The EU’s Artificial Intelligence Act (AI Act) covers a broad range of actors, including providers and deployers of AI systems, as well as importers and distributors. The subject of this post is the obligations imposed on public authorities.
Public authorities and entities acting on their behalf are not exempted from any of the obligations of the Act. In fact, they are subject to additional obligations.
Under the AI Act, public authorities can be providers and/or deployers. While both providers and deployers have clear, concurrent obligations, providers bear the largest share of obligations under the Act. In most cases, public authorities are expected to act as deployers of AI; however, deployers may be categorised as “providers” of a system if they:
- Make a substantial modification to a high-risk AI system such that it remains high-risk;
- Modify the intended purpose of the AI system, including General Purpose AI, that was not formerly high-risk but becomes so;
- Put their trademark/name on the high-risk AI system, e.g. a local authority using their name – whether registered as a trademark or not – on a high-risk AI system integrated to their products or services, without prejudice to contractual arrangements to the contrary.

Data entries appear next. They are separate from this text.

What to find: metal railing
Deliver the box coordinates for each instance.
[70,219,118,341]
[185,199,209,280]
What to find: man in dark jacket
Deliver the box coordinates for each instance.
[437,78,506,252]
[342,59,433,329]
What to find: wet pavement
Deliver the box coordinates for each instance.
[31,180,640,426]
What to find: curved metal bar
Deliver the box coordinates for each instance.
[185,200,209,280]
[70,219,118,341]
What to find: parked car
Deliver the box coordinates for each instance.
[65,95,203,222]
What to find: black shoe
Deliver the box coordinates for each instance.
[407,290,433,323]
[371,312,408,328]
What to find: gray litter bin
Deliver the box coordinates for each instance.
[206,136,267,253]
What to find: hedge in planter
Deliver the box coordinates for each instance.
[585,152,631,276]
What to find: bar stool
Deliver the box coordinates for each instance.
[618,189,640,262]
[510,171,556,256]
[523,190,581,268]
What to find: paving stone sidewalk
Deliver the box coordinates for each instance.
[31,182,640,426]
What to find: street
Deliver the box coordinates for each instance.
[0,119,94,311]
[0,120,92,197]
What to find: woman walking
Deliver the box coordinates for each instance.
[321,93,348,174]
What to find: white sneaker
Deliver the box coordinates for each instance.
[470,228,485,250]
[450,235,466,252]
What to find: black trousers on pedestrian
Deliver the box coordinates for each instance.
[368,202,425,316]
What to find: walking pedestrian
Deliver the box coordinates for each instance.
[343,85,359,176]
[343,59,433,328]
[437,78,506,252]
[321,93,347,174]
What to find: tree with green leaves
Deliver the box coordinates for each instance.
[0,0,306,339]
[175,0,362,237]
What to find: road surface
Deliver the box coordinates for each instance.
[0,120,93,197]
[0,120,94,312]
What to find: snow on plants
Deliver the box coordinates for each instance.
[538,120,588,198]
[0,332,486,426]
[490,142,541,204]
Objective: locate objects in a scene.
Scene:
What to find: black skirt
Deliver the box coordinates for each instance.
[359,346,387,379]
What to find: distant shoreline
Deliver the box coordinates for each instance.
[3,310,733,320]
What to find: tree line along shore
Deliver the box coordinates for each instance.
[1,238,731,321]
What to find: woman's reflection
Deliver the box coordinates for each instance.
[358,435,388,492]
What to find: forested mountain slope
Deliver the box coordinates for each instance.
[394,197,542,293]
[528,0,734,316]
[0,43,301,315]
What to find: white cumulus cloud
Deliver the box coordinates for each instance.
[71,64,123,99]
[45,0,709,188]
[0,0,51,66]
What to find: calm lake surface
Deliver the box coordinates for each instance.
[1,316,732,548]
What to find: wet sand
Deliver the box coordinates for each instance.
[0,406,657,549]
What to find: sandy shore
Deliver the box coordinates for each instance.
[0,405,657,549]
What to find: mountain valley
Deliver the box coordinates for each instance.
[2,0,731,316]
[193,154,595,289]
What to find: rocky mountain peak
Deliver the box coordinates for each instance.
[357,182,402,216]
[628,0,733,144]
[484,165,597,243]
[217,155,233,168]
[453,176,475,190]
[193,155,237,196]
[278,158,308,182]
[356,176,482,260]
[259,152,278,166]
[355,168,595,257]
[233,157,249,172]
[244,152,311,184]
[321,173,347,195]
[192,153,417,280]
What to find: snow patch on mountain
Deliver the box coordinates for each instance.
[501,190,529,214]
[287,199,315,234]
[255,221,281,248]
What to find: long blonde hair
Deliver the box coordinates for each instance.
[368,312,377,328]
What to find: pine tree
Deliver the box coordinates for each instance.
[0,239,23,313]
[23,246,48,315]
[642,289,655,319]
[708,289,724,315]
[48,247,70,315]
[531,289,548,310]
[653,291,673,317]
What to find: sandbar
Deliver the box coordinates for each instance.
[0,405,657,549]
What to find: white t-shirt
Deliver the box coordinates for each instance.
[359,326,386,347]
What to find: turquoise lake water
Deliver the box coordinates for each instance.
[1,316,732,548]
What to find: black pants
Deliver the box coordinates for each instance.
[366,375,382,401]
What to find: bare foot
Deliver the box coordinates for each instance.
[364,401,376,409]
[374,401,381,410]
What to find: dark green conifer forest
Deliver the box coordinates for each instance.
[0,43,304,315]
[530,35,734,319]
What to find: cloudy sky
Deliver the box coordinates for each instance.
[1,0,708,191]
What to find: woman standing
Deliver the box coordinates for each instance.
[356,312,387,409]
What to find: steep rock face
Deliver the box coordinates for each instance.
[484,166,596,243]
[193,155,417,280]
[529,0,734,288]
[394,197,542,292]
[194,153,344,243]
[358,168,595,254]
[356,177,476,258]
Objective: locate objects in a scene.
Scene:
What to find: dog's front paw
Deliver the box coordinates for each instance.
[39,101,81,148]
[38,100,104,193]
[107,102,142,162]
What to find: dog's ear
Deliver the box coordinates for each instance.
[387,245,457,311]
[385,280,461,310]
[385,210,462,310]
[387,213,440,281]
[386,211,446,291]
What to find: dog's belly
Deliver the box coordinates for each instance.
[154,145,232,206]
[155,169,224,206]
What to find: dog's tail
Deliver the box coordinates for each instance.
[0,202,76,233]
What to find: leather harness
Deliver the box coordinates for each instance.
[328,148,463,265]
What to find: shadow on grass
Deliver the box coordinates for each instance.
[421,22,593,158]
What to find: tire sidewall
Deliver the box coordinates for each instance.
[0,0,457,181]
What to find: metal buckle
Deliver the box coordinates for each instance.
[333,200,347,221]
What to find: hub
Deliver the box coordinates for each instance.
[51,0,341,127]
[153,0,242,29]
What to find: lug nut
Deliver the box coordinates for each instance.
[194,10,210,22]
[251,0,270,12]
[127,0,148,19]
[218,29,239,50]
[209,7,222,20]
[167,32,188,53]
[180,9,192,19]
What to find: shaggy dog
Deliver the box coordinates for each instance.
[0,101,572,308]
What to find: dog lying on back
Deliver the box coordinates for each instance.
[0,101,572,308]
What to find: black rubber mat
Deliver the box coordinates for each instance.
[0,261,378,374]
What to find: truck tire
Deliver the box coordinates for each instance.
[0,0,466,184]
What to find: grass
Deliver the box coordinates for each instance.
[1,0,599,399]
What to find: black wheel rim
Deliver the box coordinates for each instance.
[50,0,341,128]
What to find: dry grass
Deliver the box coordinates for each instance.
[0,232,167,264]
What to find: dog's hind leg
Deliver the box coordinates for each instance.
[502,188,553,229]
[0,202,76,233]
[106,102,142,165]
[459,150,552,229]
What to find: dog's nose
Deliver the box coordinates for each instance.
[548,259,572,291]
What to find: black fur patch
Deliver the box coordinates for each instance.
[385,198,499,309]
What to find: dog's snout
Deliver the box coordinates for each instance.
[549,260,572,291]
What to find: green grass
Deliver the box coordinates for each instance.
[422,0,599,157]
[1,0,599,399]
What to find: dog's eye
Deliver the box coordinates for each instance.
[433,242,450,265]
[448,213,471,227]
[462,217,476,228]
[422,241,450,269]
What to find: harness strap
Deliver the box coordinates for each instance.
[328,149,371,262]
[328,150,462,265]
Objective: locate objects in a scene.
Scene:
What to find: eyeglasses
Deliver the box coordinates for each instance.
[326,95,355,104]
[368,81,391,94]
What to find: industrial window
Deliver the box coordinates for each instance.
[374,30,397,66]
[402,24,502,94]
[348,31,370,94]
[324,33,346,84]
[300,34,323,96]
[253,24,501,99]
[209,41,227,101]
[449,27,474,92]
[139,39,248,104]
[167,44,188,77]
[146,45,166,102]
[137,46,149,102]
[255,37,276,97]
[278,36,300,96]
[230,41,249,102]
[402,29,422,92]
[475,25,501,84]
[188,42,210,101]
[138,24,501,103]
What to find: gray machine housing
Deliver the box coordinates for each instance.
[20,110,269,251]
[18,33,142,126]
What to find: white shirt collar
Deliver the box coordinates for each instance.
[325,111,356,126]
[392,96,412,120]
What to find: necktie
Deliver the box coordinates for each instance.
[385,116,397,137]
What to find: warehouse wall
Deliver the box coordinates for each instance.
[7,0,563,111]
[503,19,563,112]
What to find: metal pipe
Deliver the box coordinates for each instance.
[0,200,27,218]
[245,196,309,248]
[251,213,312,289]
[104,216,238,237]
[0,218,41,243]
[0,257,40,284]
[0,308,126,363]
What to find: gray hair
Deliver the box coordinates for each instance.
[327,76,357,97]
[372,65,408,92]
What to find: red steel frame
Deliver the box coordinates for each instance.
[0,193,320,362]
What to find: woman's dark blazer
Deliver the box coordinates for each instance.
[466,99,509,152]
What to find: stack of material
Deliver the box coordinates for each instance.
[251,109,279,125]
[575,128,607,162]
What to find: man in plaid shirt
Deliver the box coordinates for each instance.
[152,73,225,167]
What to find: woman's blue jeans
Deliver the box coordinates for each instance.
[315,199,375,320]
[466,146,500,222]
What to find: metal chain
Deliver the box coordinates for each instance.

When we consider public authorities as deployers of high-risk AI systems, there are two sets of obligations to be concerned about: a) general obligations for deployers and b) obligations that apply to deployers that are specifically public authorities.
The general obligations that public authorities acting as deployers must observe are varied in terms of complexity and resourcing. The most resource-intensive obligations for deployers are the following:
- Follow instructions for use, exercise human oversight over high-risk AI systems, and report on risks;
- Ensure input data is sufficiently representative;
- Observe approval processes for uses of biometric identification used for law enforcement purposes;
- Provide individual notifications in cases of high-risk AI use in support of decision-making;
- Provide explanations on decision-making upon request;
- Disclose the use of AI systems.
Additional obligations apply specifically for deployers that are public authorities:
- Refrain from using a high-risk AI system not already registered in the EU database;
- Undertake a fundamental rights impact assessment;
- Submit specific information to a regional database of high-risk AI systems.
Checklist for deployers
On the basis of the above, before deploying an AI system, public authorities should take a number of steps.
- They need to establish whether the AI system being considered is high-risk under the AI act[1].
- They must verify that the high-risk AI being considered for adoption has been registered by the provider in the EU-wide database.
- They need to ensure that instructions of use for high-risk AI systems are sufficiently clear and robust.
- They must undertake a fundamental rights impact assessment for high-risk AI systems (FRIA)[2].
- They need to assess institutional readiness for human oversight to be properly conducted.
- They must consider the future availability and effectiveness of mechanisms ensuring that individuals are sufficiently informed and are able to exercise their rights.
The decision to deploy an AI system is a complex one for any actor even in the absence of the AI Act, not least due to the importance of ensuring a system’s effectiveness and cost-efficiency, and the need to ensure compliance with existing legal frameworks such as the General Data Protection Regulation.
In light of the obligations imposed by the AI Act, public authorities should be prepared to take a very careful approach regarding the deployment of AI, focusing on likely risks and necessary mitigations, as well as on those institutional requirements pertaining to robustly and effectively implement the processes required by the AI Act.
[1] AI systems will be considered as high-risk if they are listed in Annex III or if they are otherwise used as a safety component for a product – or the AI itself is a product – covered by legislation in Annex I and independently subject to a conformity assessment.
[2] This FRIA should be reported not only be to the relevant market surveillance authority: a summary of its findings must be included in the EU database of high-risk AI systems.